Les spéculateurs ruinant Defi

Pendant ce temps, Cronje précise également que la distinction apparente entre une équipe (devs) et la communauté, qui selon lui est la source de frictions, ne devrait pas exister.

«Il n’y a pas de séparation, ils sont une seule et même personne», précise Cronje qui dit maintenant qu’il n’a pas créé Yearn.

Le fondateur de Yearn se concentre ensuite brièvement sur le jeton EMN bâclé dont il dit que le code «fonctionnait comme prévu».

Se défendant davantage, Cronje explique:

«Les contrats sont passés par mes cycles de test normaux et en étaient à l’étape 5, ce jour-là seulement, j’avais déployé ~ 2 versions différentes. LBI fonctionne comme prévu, il l’est toujours, et je l’utilise toujours pour créer un exemple concret du fonctionnement de ces modèles. »

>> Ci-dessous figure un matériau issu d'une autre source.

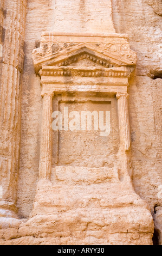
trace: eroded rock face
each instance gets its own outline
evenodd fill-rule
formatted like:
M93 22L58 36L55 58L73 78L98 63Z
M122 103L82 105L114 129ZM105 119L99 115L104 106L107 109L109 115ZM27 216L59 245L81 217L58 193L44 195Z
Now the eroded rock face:
M0 244L161 244L161 1L68 2L0 0Z

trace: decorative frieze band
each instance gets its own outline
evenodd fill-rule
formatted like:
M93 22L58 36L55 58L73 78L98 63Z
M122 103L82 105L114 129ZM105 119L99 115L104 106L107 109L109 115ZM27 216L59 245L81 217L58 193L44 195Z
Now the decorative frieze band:
M54 70L50 69L40 71L41 76L81 76L81 77L127 77L129 72L127 71L119 71L110 69L92 69L89 68L75 68L69 67L62 67L55 68Z

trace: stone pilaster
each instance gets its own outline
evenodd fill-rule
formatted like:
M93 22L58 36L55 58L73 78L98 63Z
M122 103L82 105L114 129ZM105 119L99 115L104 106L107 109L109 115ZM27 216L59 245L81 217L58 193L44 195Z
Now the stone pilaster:
M116 94L118 108L118 120L119 124L120 147L119 152L121 169L119 176L121 180L132 184L131 181L130 168L129 166L129 150L131 145L131 134L128 115L127 93L118 93Z
M2 1L1 1L2 2ZM26 0L5 0L0 76L0 217L16 217Z
M120 147L122 150L127 151L131 144L130 127L128 115L127 98L126 93L118 93L118 108L120 130Z
M51 166L51 115L53 92L42 93L43 111L40 160L40 179L49 179Z

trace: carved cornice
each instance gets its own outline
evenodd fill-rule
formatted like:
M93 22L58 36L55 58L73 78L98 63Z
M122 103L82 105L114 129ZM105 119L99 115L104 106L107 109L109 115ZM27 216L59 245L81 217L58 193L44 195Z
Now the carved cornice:
M79 35L55 36L44 33L40 47L33 52L36 72L43 65L67 66L83 59L92 62L89 66L94 66L93 63L106 68L134 66L137 56L130 49L127 40L121 35L86 35L82 38Z
M124 68L102 69L95 67L43 67L41 76L80 76L83 77L127 77L130 72Z
M129 96L129 94L127 93L117 93L116 95L116 97L117 100L119 100L121 97L124 96L126 99L128 99Z

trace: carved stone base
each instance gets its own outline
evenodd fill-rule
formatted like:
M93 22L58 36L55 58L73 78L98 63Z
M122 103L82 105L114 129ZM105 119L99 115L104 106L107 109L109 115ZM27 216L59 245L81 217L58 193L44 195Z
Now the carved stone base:
M147 204L113 168L56 167L54 185L38 182L31 217L26 229L43 234L46 244L49 236L53 245L152 243Z

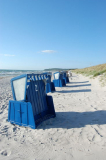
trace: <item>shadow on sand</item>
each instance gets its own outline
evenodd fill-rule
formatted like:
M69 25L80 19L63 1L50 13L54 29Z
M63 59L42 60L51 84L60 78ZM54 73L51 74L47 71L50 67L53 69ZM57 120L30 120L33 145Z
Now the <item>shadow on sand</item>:
M45 123L45 125L44 125ZM38 129L81 128L86 125L106 124L106 110L94 112L56 112L56 117L43 122Z
M88 83L89 81L84 81L84 82L69 82L71 84L76 84L76 83Z
M86 87L86 86L91 86L91 84L83 84L83 85L75 85L75 86L64 86L64 87Z

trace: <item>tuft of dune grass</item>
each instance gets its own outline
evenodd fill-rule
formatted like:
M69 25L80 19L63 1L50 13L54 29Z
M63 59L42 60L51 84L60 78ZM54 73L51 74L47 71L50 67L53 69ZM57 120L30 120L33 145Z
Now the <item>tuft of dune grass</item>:
M105 64L100 64L100 65L97 65L97 66L83 68L83 69L75 69L74 72L78 73L78 74L84 74L86 76L91 75L93 77L96 77L98 75L106 73L106 63Z
M101 75L99 78L101 85L102 86L106 85L106 63L100 64L97 66L83 68L83 69L75 69L73 70L73 72L75 72L76 74L91 76L92 78Z

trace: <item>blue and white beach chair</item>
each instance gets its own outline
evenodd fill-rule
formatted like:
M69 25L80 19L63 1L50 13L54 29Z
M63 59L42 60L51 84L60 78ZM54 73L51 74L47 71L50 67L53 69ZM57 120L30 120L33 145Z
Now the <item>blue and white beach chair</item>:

Au lieu de cela, le fondateur de Yearn blâme les gens qui confondent le prix avec la fonctionnalité. Il cite LBI comme l’exemple parfait où «les gens l’ont acheté sur Uniswap, gonflant le prix, ce qu’un acteur rationnel qui comprenait le fonctionnement du système n’aurait jamais dû faire».

Liquidity Income (LBI) est la dernière expérience de Cronje qui a été déployée le 13 octobre en tant que «produit inachevé destiné à des fins de recherche».

Malgré les avertissements et le fait que Cronje n’ait pas utilisé de compte Twitter pour annoncer la dernière expérience, les utilisateurs ont quand même déposé  ETH  dans ce contrat non audité. C’est sur cette base que Cronje tente de se disculper des actions d’acteurs irrationnels bien qu’il admette être «naïf».

Équilibrage entre les développeurs et les utilisateurs ordinaires

Pendant ce temps, les remarques de Cronje selon lesquelles les jetons sont différents des stocks semblent recevoir le soutien d’autres membres de la communauté defi. L’un de ceux qui sont d’accord avec Cronje est Daniel Dabek dont l’organisation  Safex.org , a lancé un token en 2015 qui est «utilisé pour devenir membre d’une chambre de commerce décentralisée». À partir du petit montant initialement levé (50 000 $), le Dabek dit qu’ils “ont évolué au cours de ces années pour devenir un réseau blockchain complet à partir de zéro.”

Pourtant, tout comme Cronje qui voit un «conflit dans l’espace», Dabek parle également des défis rencontrés lors de la tentative d’équilibrer entre l’intérêt des gens et la création d’outils:

«C’est une chose de fabriquer des outils, une autre de les mettre entre les mains des gens pour être autonomes.»

Pendant ce temps, en plus de tenter d’effacer son nom, Cronje ne répond pas directement aux informations faisant état du procès imminent. Au lieu de cela, il dit qu’il continuera à construire.